Significantly, the nation's leaders associated their young republic
with those of the ancient world. Thomas Jefferson, a leader in introducing
to the colonies a more advanced neoclassical design in his home, Monticello
(1770-75), designed the new state capitol at Richmond directly after a
Roman temple, the Maison-Carée at Nîmes, France. The neoclassical,
based primarily on Roman sources and the work of Adam and the English architect
Sir John Soane, became the official and popular style of the new nation,
and it filled the new city of Washington, D.C. Benjamin Latrobe, born and
schooled in England, was the first fully trained architect to work in the
U.S., where he produced the country's finest neoclassical buildings, such
as the Cathedral of the Assumption of the Blessed Virgin Mary (1806-18)
in Baltimore.
The neoclassical style was followed by the Greek Revival, which reflected the heaviertaste of the late Regency in England and became (1820-50) what might be called the national style.

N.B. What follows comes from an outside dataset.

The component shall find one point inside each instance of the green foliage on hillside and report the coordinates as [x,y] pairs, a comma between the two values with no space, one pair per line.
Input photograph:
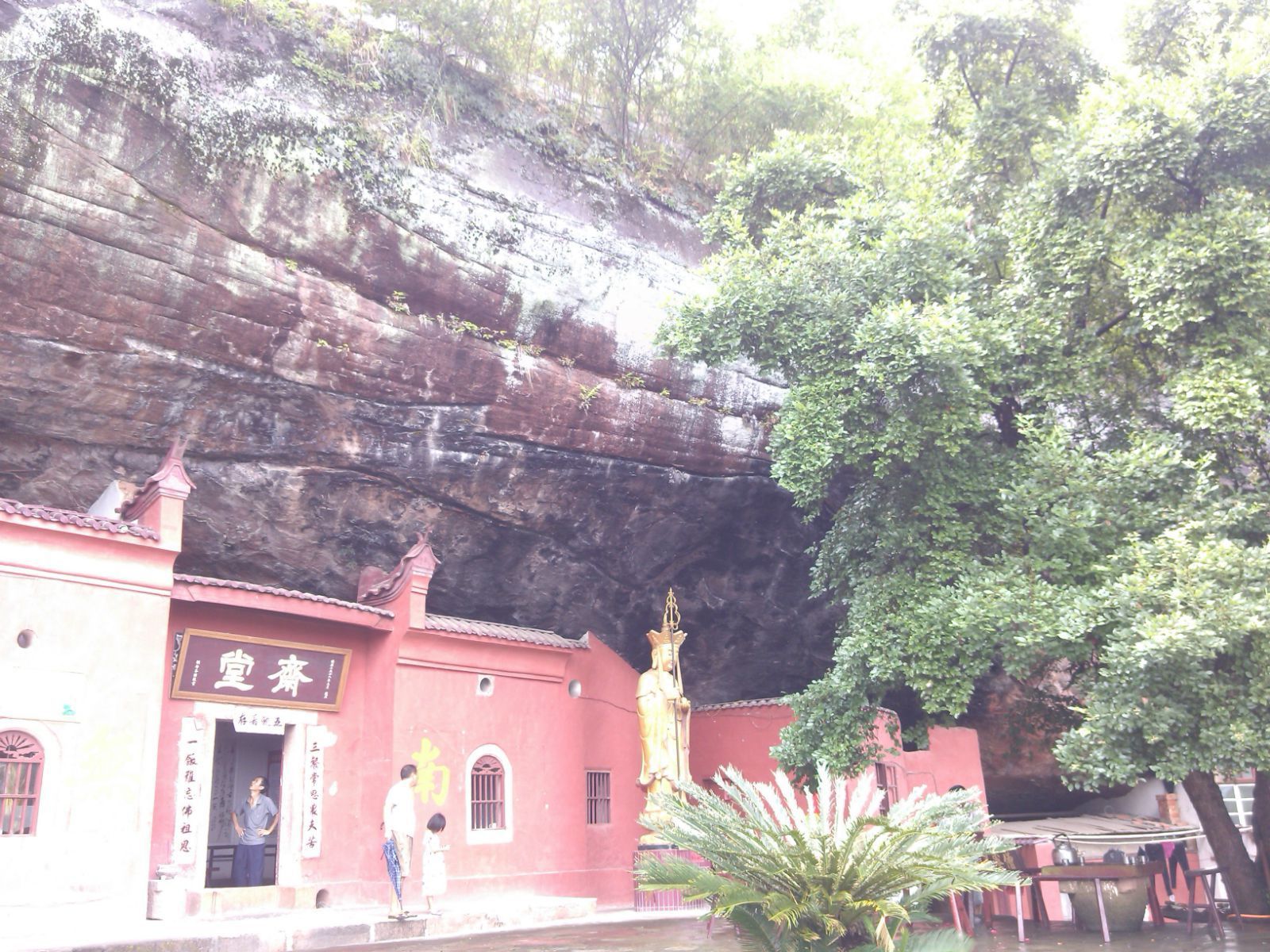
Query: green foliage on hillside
[1029,386]
[672,89]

The pedimented and colonnaded Greek-temple form was preferred for public and domestic structures alike; the best-known examples are surviving southern plantation houses. About 1850 a wider range of romantic revival styles was being employed as well; Gothic and Tuscan revivals, which display asymmetrical floor plans and picturesque groupings of architectural components, were favored. The financial panic of 1857 and the disruptions of the American Civil War, however, brought to a close this building phase.